Örneğin; Olağanüstü hal şartlarında tek kişiye verilen sınırsız yetkilerin kriz ve kaos yaratacağını düşündüğüne göre yeni anayasada “aynı yetkilerin ve hatta fazlasının tek kişiye verilmesi” konusunda ne düşünüyor?
Yeni anayasanın bir “tek parti” rejimi getirecek olması, muhalefet partilerinin ve “milletin temsilcisi olan TBMM”nin varlık nedeninin ortadan kalkacak olması “demokrasi ve milli irade” açısından ne gibi sorunlar yaratacak?
Güçlü devlet neye bağlı?
“Devletin güçlü ve daha kolay yönetilir olması” için bu anayasaya ihtiyaç varsa Bahçeli’ye göre devlet neden bugüne kadar güçlü değildi? Yönetilememe gibi bir sorun varsa, bu “parlamenter sisteme” mi bağlıydı?
Terörün ve başta turizm olmak üzere ekonomiyi etkileyecek ciddi sorunların artmasının nedeni “parlamenter rejim” miydi?
Adı “Cumhurbaşkanlığı Sistemi” olmakla beraber konuşmalarda “Türkiye’ye özgü bir başkanlık sistemi” olduğu görülen, “başkan yardımcıları”nın olacağı, denetim yapması gereken “yargı”nın da “denetleyeceği kişiler tarafından” seçileceği bu sistemle demokrasinin korunmasının garantisi ne olacak?
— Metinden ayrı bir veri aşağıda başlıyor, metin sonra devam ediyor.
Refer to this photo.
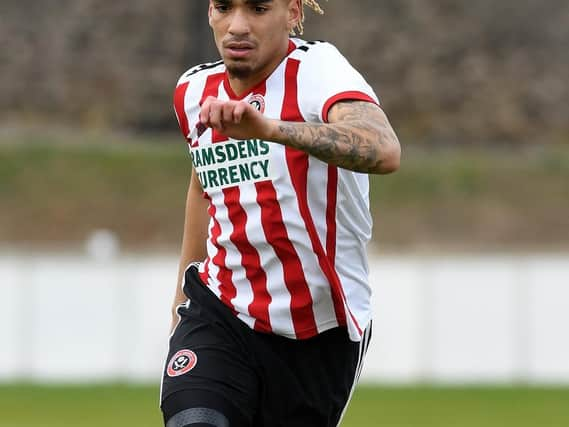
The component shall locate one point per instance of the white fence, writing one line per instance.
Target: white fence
(443, 319)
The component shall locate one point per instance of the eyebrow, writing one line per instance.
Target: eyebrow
(253, 2)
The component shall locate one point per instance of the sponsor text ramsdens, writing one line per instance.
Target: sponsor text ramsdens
(231, 163)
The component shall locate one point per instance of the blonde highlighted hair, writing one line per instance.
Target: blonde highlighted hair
(312, 4)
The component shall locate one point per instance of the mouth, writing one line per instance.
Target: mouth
(238, 50)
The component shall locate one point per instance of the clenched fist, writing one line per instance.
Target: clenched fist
(235, 119)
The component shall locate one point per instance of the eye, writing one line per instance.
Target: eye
(222, 8)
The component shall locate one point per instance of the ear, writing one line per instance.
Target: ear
(294, 13)
(210, 12)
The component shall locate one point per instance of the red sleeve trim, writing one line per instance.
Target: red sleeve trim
(342, 96)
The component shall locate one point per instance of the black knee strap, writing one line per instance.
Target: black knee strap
(192, 416)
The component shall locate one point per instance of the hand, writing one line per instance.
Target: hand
(235, 119)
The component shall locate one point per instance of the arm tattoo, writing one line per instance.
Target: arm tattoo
(358, 139)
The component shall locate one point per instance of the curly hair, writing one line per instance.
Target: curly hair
(312, 4)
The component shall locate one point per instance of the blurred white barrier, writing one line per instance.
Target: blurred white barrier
(444, 319)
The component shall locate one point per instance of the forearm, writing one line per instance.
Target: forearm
(362, 145)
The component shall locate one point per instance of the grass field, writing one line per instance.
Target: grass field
(123, 406)
(57, 188)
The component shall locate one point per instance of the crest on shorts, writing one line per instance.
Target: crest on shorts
(181, 363)
(258, 102)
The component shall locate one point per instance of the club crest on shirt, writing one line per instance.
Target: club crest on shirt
(258, 102)
(181, 363)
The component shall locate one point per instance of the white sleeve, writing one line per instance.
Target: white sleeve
(326, 77)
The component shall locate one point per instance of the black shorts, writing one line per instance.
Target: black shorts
(219, 372)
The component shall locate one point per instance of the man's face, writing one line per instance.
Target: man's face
(252, 35)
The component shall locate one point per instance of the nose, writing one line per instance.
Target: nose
(239, 24)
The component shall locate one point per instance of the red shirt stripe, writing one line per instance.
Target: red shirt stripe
(179, 107)
(301, 302)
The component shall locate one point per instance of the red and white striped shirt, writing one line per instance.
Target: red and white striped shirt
(288, 232)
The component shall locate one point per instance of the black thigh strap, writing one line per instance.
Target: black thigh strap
(191, 416)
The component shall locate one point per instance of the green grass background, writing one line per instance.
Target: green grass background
(123, 406)
(57, 188)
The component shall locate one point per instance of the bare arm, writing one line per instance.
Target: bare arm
(195, 236)
(358, 136)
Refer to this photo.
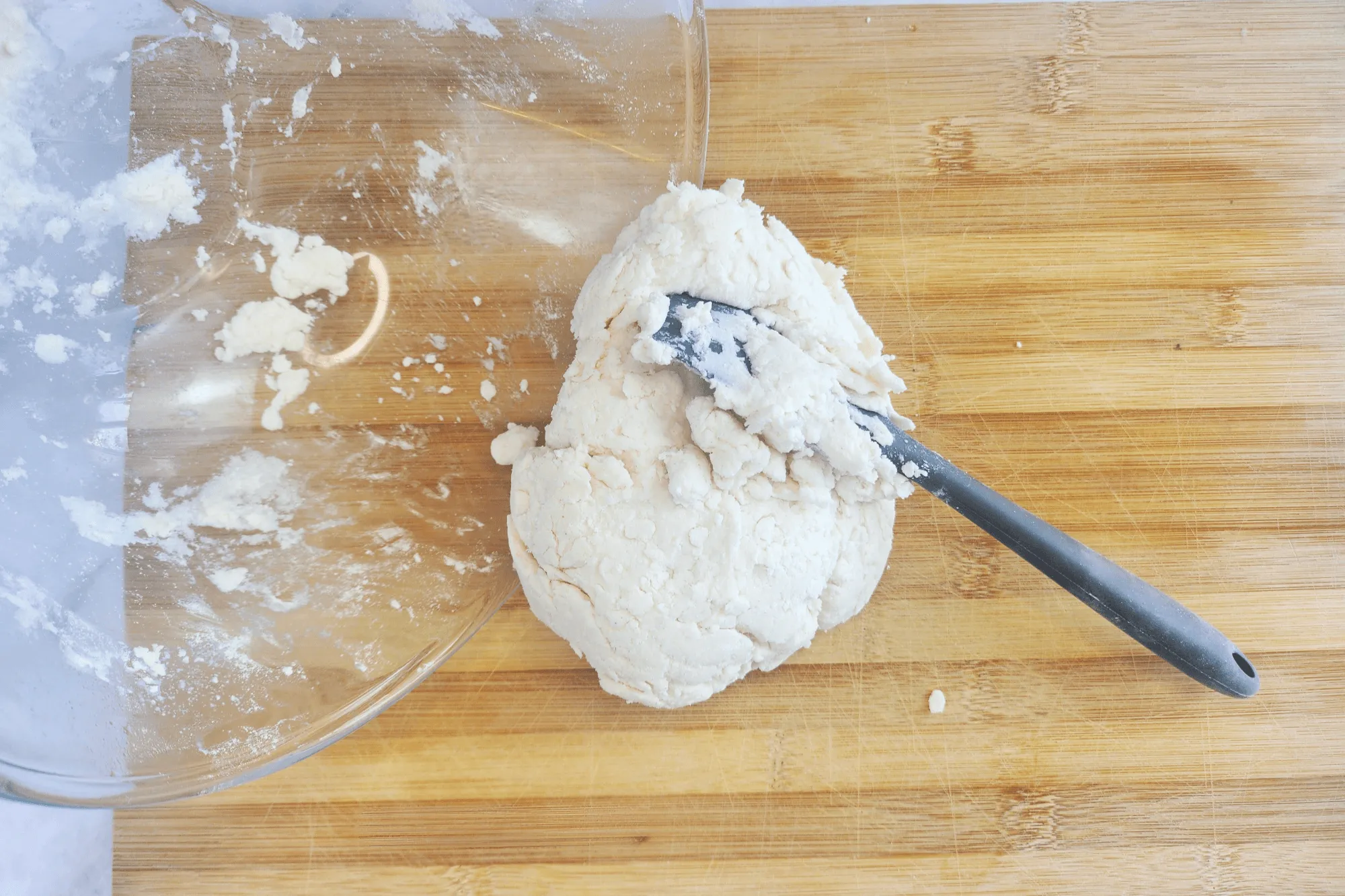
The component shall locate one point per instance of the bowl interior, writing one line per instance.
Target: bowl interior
(208, 595)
Anayasa’nın ilk 4 maddesine dokunulmadığı söylenmekle birlikte, herhangi bir başkan örneğin “Türkiye laik, demokratik, sosyal bir hukuk devletidir” tanımında “kağıt üstünde olmayan değişiklikler” yaparsa, örneğin laikliğin tanımını değiştirirse Bahçeli ve partisi bunu nasıl önleyecek?
Egemenlik tarifi
Devlet Bahçeli “MHP, TBMM’de gösterdiği ahlaki duruşun aynısını referandum sürecinde ortaya koyacaktır.
Söz ve karar, egemenliğin tek sahibi olan milletindir” diyor.
Millet, egemenliği parlamentosuyla, yargısıyla uyguladığına göre parlamentonun denetleme yetkisinin neredeyse ortadan kalktığı, yargının ise tarafsız olamayacağı ve denetleyemeyeceği bir sistemde bu sözünün geçerliliği ne olacak?
Devlet Bahçeli ve MHP bu soruları dürüst ve açık şekilde cevaplamalıdır.
Mehmet Türker’in vefatı
Türkiye’nin duayen gazetecilerinden Mehmet Türker’in hayatını kaybettiğini dün üzülerek öğrendik.
1985 yılında TGD tarafından “Yılın Gazetecisi” seçilen, 2012’de İstanbul Gazeteciler Derneği tarafından “Babıali’de 50 Altın Yıl Ödülü” verilen değerli meslektaşımızın ailesine, kurucuları ve yazarları arasında olduğu Sözcü gazetesine ve tüm sevenlerine başsağlığı diliyorum. Mekanı cennet olsun, Allah rahmet eylesin.